The memory and CPU on the servers are quite low, both while the response times are good and when after they deteriorate. At peak with 10,000 concurrent users the CPU averages just below 50% and the RAM sits around 3-4 GB out of 16. This leaves us thinking that we are hitting some kind of limit somewhere. The below screenshot shows some key counters in perfmon during a load test with a total of 10,000 concurrent users. The highlighted counter is requests/second. To the right of the screenshot you can see the requests per second graph becoming really erratic. This is the main indicator for slow response times. As soon as we see this pattern we notice slow response times in the load test.
How do we go about troubleshooting this performance issue? We are trying to identify if this is a coding issue or a configuration issue. Are there any settings in web.config or IIS that could explain this behaviour? The application pool is running .NET v4.0 and the IIS version is 7.5. The only change we have made from the default settings is to update the application pool Queue Length value from 1,000 to 5,000. We have also added the following config settings to the Aspnet.config file:
<system.web>
<applicationPool
maxConcurrentRequestsPerCPU="5000"
maxConcurrentThreadsPerCPU="0"
requestQueueLimit="5000" />
</system.web>
More details:
The purpose of the API is to combine data from various external sources and return as JSON. It is currently using an InMemory cache implementation to cache individual external calls at the data layer. The first request to a resource will fetch all data required and any subsequent requests for the same resource will get results from the cache. We have a 'cache runner' that is implemented as a background process that updates the information in the cache at certain set intervals. We have added locking around the code that fetches data from the external resources. We have also implemented the services to fetch the data from the external sources in an asynchronous fashion so that the endpoint should only be as slow as the slowest external call (unless we have data in the cache of course). This is done using the System.Threading.Tasks.Task class. Could we be hitting a limitation in terms of number of threads available to the process?
Solution 1:
Following with @DavidSchwartz and @Matt this looks like a threads, locks managing issue.
I suggest:
Freeze the external calls and the cache generated for them and run the load test with static external information just to discard any issue not related with server - environment side.

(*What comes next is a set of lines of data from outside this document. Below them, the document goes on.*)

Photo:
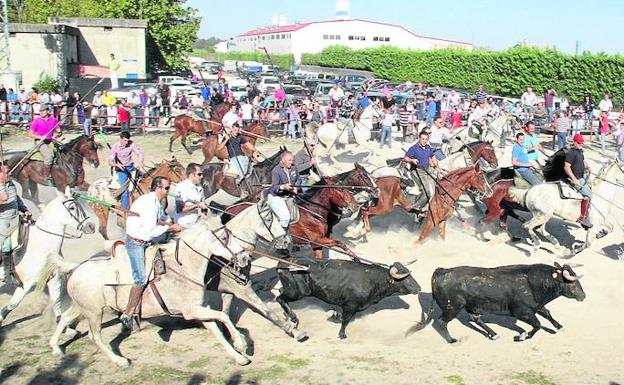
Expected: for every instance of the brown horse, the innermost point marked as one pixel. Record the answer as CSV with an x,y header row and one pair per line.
x,y
391,193
210,144
67,169
172,169
185,125
448,191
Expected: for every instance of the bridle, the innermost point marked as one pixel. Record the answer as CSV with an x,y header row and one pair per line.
x,y
79,216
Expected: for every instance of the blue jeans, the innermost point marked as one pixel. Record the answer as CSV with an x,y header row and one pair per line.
x,y
386,134
123,178
561,139
530,177
136,255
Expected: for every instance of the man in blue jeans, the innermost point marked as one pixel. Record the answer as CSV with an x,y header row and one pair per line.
x,y
148,226
121,158
521,163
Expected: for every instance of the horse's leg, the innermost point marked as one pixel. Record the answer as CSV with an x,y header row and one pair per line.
x,y
69,316
246,294
95,330
206,315
18,296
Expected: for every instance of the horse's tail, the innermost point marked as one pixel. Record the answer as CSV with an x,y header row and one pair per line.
x,y
55,265
425,319
518,195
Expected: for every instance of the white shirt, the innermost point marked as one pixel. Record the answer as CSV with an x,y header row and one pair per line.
x,y
336,94
246,110
438,135
528,99
229,119
605,105
145,226
189,194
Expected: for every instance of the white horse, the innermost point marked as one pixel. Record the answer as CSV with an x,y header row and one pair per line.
x,y
92,287
62,218
331,135
544,202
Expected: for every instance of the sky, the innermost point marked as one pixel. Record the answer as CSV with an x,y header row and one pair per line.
x,y
488,24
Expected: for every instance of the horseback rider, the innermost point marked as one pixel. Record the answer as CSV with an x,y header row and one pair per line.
x,y
120,158
575,167
520,161
236,157
284,181
421,158
190,196
10,205
148,226
44,130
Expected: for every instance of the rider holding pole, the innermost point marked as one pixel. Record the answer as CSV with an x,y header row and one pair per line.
x,y
44,130
121,159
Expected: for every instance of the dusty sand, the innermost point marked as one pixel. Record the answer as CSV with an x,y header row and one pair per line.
x,y
174,352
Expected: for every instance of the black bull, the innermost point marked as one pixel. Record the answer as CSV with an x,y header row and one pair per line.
x,y
352,286
519,291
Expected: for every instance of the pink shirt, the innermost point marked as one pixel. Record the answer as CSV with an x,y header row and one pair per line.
x,y
43,127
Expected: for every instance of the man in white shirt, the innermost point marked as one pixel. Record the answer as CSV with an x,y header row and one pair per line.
x,y
439,134
190,196
141,229
606,105
528,100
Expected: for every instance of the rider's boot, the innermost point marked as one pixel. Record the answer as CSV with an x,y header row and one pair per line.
x,y
47,177
583,219
128,322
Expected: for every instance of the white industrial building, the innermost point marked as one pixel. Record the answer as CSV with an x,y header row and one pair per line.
x,y
313,37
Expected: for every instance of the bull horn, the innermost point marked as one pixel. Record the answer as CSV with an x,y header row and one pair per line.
x,y
568,277
394,273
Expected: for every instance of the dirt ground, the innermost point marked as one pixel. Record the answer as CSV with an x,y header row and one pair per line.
x,y
587,351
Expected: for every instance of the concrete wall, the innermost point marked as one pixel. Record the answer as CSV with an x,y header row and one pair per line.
x,y
42,49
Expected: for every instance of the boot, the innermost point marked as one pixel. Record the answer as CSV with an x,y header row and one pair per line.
x,y
47,178
584,210
128,322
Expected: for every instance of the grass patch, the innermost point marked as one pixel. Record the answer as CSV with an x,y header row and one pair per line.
x,y
531,378
455,380
273,373
199,363
292,363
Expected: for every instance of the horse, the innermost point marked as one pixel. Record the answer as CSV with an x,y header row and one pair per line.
x,y
210,144
92,288
67,169
391,193
185,125
214,179
544,201
62,218
330,135
172,169
448,191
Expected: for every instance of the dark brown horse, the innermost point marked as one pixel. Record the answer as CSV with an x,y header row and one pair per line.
x,y
185,125
210,144
391,193
67,169
448,191
172,169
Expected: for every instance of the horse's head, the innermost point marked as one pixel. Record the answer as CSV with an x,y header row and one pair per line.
x,y
66,211
478,181
88,149
485,151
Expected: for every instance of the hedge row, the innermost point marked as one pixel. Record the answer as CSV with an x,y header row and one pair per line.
x,y
282,60
506,73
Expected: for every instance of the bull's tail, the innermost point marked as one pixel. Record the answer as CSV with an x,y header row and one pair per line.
x,y
425,319
518,195
55,265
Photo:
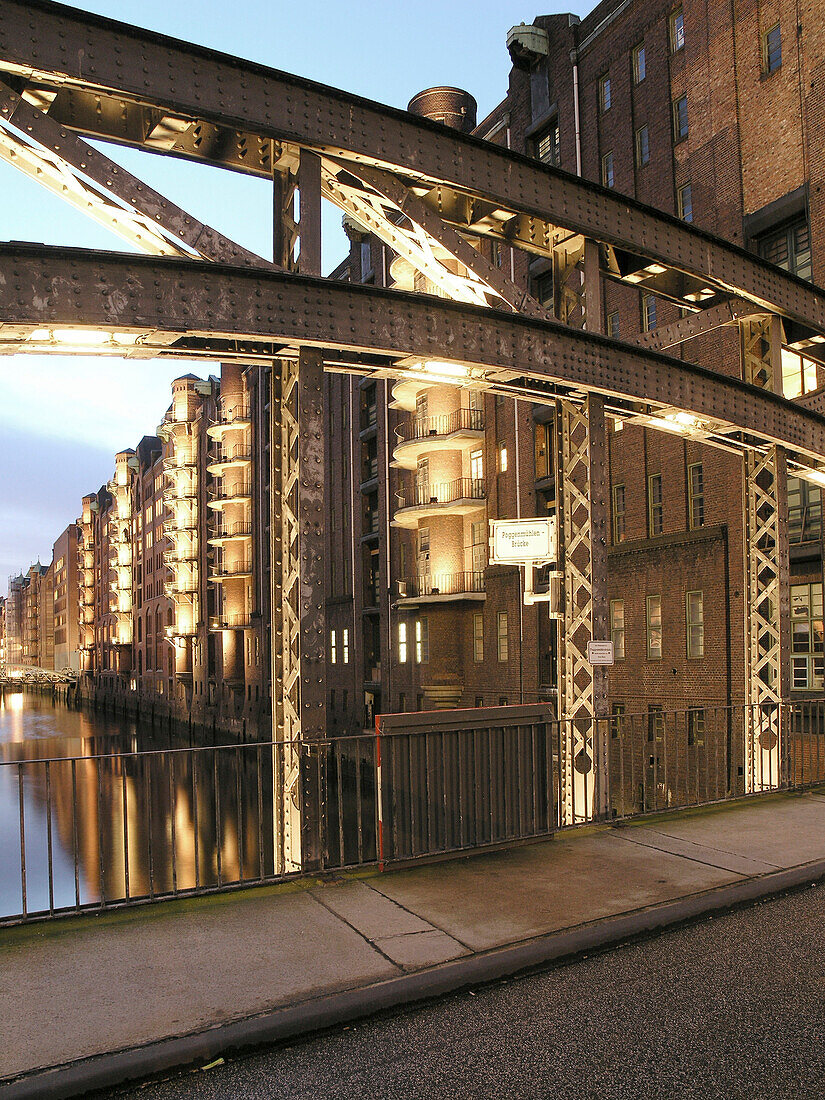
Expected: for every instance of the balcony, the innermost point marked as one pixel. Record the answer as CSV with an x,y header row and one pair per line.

Use thread pools if not using them.
About external calls you said "We have also implemented the services to fetch the data from the external sources in an asynchronous fashion so that the endpoint should only be as slow as the slowest external call (unless we have data in the cache of course)."
Questions are: - Have you checked if any cache data is locked during the external call or only when writing the external call result into the cache? (too obvious but must say). - Do you lock the whole cache or smalls parts of it? (too obvious but must say). - Even if they are asynchronous, how often do external calls run? Even if they don't run so often, they could be blocked by excessive amount of requests to the cache from the user calls while the cache is locked. This scenario usually shows fixed percentage of CPU used because many threads are waiting in fixed intervals and the "locking" must also be managed. - Have you checked if external tasks mean response time also increases when the slow scenario arrives?
If the problem still persists, I'd suggest avoiding the Task class and make the external calls through the same thread pool that manages the user requests. This is to avoid the previous scenario.